Friday, March 11, 2005

Will Free China Be Our Friend?

Not necessarily, says James P. Pinkerton:
The Chinese know that the Communist Party, for all its faults, has succeeded in reversing an economic and political slide that lasted for five centuries. The Chinese flag is respected. Foreigners are again bringing tribute to the Middle Kingdom -- some $500 billion in foreign direct investment since 1980.

The other source of legitimacy for the party is nationalism. The Beijing government reclaimed Hong Kong and Macau in the 1990s. For the first time since the 16th century, no foreign colonies exist on Chinese soil. That means a lot in a land where the words ai guo zhe -- love of country -- are heard as often as "God Bless America" in the United States.
(...)
Here in China, absent honest elections, there's no way to know the truth for sure, but it seems that the party's single biggest foreign-policy plank -- the re-incorporation of Taiwan into "The Motherland" -- is a political winner among ordinary Chinese. Which is to say, the United States, which supports Taiwan's continued independence, has probably found itself on the wrong side of China's emerging political majority.
This is an issue we should be paying more attention to - do our interests coincide with China's? How do we adapt when they don't? How do we resolve any coming conflict over resources, for example?

I'm reading Dale Copeland's The Origin of Major War for school, and Copeland has a very interesting reading of World Wars I and II. Basically, Copeland argues that both wars were Germany's rational reaction to growing Russian power. Copeland goes so far as to say that World War II wasn't Hitler's doing, fundamentally. According to Copeland, if you put a democratic leader in charge of Germany in the 1930s, he would react to the USSR in the same way. Needless to say, Copeland has been very controversial among historians.

I have to go in to his theory a bit. "Dynamic Differentials" (Copeland's theory) says that war among major powers is most likely when you have a dominant power whose power has peaked (or is in decline) and is faced with a growing threat or rival. In this reading, World War I was started by Germany in August 1914 (and not during one of the many previous crises) because that was when Germany had it's best chance to win against Russia.

Why had Germany concluded that war with Russia was necessary? Well, Russia had four times Germany's population, and 40 times it's land mass. Germany's economic growth had slowed in the previous decade, while Russia's reorganization and rearmament post-1905 had accelerated it's growth. Given these facts, among others, German leaders decided that war with Russia was necessary to maintain German supremacy in Europe.

Fast forward to 2005. The US is still the hegemonic power in the world, yes. But in the last 10 years, US relative power has declined significantly. We've gone from the French talking about hyperpuissance to talk about a multi-polar world. The most dangerous point, according to Copeland, is when a falling power and a rising power approach parity - this is when the dominant power is likely to resort to war as a last resort.
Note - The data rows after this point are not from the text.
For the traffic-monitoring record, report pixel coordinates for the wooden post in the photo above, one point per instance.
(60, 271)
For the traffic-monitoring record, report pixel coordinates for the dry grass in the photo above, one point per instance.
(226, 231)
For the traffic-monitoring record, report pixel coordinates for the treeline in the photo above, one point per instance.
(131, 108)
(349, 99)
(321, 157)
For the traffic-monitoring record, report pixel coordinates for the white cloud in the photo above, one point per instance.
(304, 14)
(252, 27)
The caveat here is that war is most dangerous to the aggressor in a multipolar world - you might only attack China, but you might end up fighting Europe, Japan, whoever. So, to put words in Copeland's mouth, in a time of a declining hegemon, it is in the interest of a peaceful world for subordinate powers to organize in to multiple poles of power.
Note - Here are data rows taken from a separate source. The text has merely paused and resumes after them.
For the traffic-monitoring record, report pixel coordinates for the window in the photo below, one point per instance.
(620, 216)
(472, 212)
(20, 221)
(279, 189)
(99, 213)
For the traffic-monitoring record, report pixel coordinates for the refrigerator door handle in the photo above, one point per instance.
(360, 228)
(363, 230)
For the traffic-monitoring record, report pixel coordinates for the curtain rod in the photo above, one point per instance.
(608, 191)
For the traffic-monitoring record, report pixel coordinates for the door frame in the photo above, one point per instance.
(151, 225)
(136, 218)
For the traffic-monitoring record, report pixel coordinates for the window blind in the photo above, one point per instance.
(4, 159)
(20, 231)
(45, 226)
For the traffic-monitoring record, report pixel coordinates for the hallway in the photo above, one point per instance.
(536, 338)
I've written before, I think this explains the relatively recent formation of regional trading blocs. The next step is for these trading blocs to become military alliances. If this were to occur in the EU, Europe would acheive near-parity with the US in terms of military numbers. It would, however, still be a limited offensive machine.

The first sign that a declining power has decided on a war path is that it's leadership will start exacerbating various crises, in the hopes of achieving a military solution to its decline. Look at Iraq, Iran, Korea, and I think you can see this as a possible explanation. Especially in the case of Iran and North Korea, the US is inflaming tensions in areas of Chinese interest. If US leaders are reading Copeland, they may have decided that war should happen now, while the US could still win, rather than later, when the US can't.